El presunto secuestro de Lee para ser llevado a China continental desde Hong Kong, regida desde su retorno a soberanía china en 1997 bajo la fórmula de Un País Dos Sistemas, tiene conmocionada a la sociedad local. Al principio se barajó incluso la posibilidad de que Lee hubiera sido secuestrado por fuerzas policiales de China en la ciudad, donde no tienen jurisdicción.

“Un País Dos Sistemas está bajo amenaza, era hora de que la gente de Hong Kong tomara las calles en defensa de su ciudad, de las libertades que hemos venido gozando”, ha dicho Richard Tsoi, vicepresidente de la Alianza Pro Movimientos Democráticos Patrióticos en China, organizadora de la protesta. En la manifestación, la segunda protesta por las desapariciones que se celebra frente a la representación del Gobierno central en Hong Kong, Tsoi ha agregado que el Ejecutivo central necesita ofrecer garantías de que el territorio autónomo podrá seguir gozando de su autonomía.

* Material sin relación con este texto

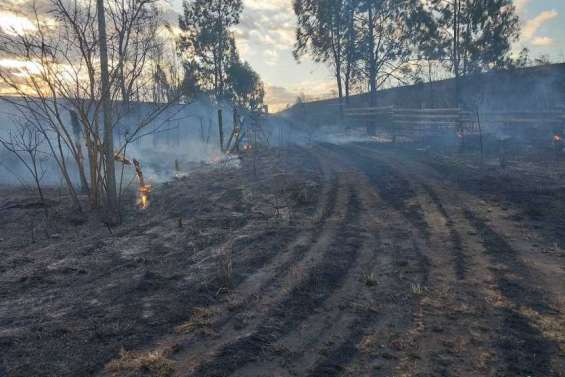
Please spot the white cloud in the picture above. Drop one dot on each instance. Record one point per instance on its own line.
(521, 5)
(542, 42)
(14, 24)
(267, 28)
(532, 26)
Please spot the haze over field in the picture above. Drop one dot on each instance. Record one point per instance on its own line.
(266, 37)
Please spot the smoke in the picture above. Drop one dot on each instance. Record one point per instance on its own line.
(182, 137)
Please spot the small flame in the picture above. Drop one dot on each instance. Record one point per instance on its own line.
(143, 196)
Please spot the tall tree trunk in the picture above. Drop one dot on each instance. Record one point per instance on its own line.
(339, 89)
(456, 51)
(110, 173)
(371, 128)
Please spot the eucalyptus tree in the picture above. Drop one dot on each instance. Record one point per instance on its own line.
(473, 35)
(206, 41)
(326, 31)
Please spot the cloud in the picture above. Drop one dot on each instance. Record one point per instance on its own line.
(542, 42)
(521, 5)
(279, 97)
(14, 24)
(267, 28)
(532, 26)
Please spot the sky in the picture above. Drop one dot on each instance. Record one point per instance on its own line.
(266, 33)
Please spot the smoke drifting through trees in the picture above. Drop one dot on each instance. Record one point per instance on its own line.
(65, 76)
(211, 61)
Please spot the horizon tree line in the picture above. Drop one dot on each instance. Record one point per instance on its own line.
(368, 44)
(89, 61)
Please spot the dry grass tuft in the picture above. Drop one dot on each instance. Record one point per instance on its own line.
(133, 364)
(370, 279)
(200, 320)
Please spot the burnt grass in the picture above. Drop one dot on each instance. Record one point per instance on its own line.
(299, 304)
(524, 348)
(78, 294)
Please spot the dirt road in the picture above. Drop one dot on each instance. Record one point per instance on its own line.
(404, 274)
(399, 268)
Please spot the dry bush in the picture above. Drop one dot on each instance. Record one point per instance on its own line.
(370, 279)
(133, 364)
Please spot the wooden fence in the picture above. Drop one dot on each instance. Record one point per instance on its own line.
(400, 120)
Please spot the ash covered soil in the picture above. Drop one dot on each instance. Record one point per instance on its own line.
(354, 260)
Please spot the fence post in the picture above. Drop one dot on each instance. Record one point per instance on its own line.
(221, 129)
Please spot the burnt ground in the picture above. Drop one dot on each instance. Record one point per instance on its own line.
(352, 260)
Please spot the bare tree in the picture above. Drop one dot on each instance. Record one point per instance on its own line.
(25, 144)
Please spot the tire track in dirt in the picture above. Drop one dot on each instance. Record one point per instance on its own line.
(524, 347)
(521, 345)
(448, 305)
(320, 281)
(200, 350)
(306, 297)
(397, 265)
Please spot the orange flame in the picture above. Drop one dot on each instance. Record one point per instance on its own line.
(143, 196)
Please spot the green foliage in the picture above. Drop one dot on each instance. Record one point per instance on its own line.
(473, 35)
(245, 86)
(207, 44)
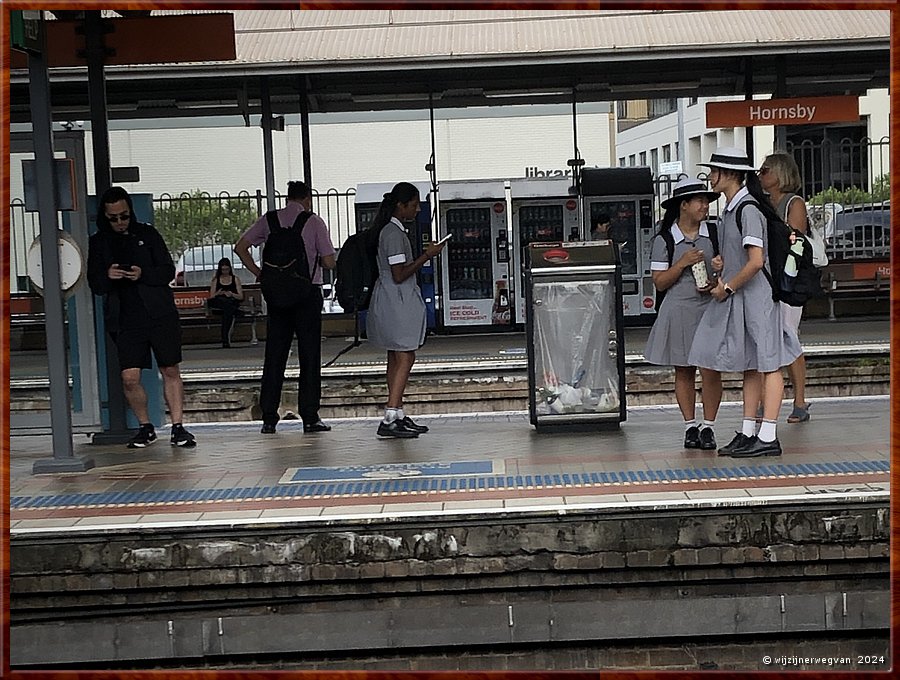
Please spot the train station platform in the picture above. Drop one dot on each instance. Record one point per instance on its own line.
(481, 545)
(475, 463)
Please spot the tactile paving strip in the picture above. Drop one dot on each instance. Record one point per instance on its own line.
(450, 484)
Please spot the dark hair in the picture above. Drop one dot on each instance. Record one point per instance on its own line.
(756, 190)
(403, 192)
(669, 218)
(297, 191)
(112, 195)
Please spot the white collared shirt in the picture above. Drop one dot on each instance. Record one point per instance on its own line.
(399, 258)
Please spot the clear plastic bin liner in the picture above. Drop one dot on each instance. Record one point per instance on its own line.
(575, 371)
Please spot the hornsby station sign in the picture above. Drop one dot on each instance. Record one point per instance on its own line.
(800, 111)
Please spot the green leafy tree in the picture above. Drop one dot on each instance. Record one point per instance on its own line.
(197, 219)
(881, 191)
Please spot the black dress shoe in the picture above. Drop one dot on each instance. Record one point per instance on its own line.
(739, 439)
(707, 439)
(692, 437)
(755, 447)
(395, 429)
(409, 424)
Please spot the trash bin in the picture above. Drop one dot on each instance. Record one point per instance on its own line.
(573, 322)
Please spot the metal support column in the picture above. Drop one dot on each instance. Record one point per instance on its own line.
(748, 94)
(63, 459)
(95, 54)
(780, 92)
(304, 133)
(266, 123)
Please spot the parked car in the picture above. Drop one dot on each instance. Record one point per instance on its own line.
(861, 232)
(198, 265)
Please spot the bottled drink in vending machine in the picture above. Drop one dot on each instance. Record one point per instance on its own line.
(500, 314)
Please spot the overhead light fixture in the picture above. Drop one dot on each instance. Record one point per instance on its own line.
(690, 85)
(507, 94)
(391, 97)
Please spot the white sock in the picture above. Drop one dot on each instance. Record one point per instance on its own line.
(767, 431)
(748, 427)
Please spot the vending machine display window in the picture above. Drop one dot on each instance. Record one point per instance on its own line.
(622, 229)
(469, 253)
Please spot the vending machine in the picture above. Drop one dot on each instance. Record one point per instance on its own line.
(618, 205)
(369, 197)
(475, 277)
(543, 211)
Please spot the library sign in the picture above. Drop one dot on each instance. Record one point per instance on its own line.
(799, 111)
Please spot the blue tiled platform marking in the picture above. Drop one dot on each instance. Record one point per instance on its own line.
(445, 482)
(391, 471)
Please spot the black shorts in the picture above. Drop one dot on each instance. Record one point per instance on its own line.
(164, 338)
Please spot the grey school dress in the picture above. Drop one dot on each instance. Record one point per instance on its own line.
(679, 314)
(745, 331)
(396, 318)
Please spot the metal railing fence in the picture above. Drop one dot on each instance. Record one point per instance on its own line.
(859, 229)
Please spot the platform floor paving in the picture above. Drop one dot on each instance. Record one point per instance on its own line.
(474, 464)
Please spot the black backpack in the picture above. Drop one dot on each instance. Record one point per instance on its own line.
(787, 244)
(285, 278)
(670, 251)
(357, 270)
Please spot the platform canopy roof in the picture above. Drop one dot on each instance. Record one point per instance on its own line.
(356, 60)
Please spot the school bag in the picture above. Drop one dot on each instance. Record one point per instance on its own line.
(357, 270)
(813, 235)
(284, 277)
(670, 251)
(791, 273)
(356, 273)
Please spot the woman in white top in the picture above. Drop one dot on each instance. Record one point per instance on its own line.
(780, 179)
(396, 316)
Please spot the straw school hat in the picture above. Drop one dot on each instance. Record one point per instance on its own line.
(686, 189)
(729, 158)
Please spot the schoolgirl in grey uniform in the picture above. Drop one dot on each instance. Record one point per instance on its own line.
(742, 329)
(673, 331)
(396, 317)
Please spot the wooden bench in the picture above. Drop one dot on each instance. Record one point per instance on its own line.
(862, 280)
(192, 308)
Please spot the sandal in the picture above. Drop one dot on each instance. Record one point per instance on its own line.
(800, 414)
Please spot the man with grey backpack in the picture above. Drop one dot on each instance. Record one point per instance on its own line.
(297, 248)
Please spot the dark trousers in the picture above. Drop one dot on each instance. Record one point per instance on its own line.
(305, 322)
(229, 308)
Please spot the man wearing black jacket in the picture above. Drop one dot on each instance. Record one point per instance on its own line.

Durante la semana, el Reino Unido había confirmado que Lee es ciudadano británico. En respuesta, el ministro de Exteriores chino, Wang Yi, respondió que el librero es “primordialmente de nacionalidad china”. El propietario de la casa editorial, Gui Minhai, desaparecido en Tailandia el pasado octubre, tiene nacionalidad sueca. Los otros tres desaparecidos, de filiación hongkonesa, perdieron el contacto con sus familiares, al parecer cuando se encontraban en Shenzhen, al norte de la frontera con Hong Kong.

Gui, según informan fuentes cercanas al librero, estaba a punto de publicar material comprometedor sobre el presidente chino, Xi Jinping. Según han explicado diversas personalidades, al parecer planeaba sacar a la venta un libro sobre antiguas amantes del jefe de Estado.

Casas editoriales independientes como la de los desaparecidos aprovecharon durante años la relativa libertad de la excolonia británica, pero en los últimos tiempos ha arreciado la presión contra ellas. En 2014, Yiu Man Tin, un editor que preparaba la publicación de un libro sobre Xi, fue sentenciado a 10 años de prisión por “tráfico ilegal” en Shenzhen. El mismo año, dos periodistas de Hong Kong, Wang Jianmin y Guo Zhongxiao, fueron acusados, también en Shenzhen, de “comercio ilícito” por editar una revista en el territorio autónomo que aparentemente tenía suscriptores en China continental.

Anson Chan, ex número dos del Gobierno autónomo, urgió al presidente chino a cumplir con su promesa, reiterada recientemente, de que “aplicará al pie de la letra el principio de Un País Dos Sistemas, asegurándose de que no cambiará en forma o sustancia”. La percepción pública es que esta relativa libertad está siendo erosionada.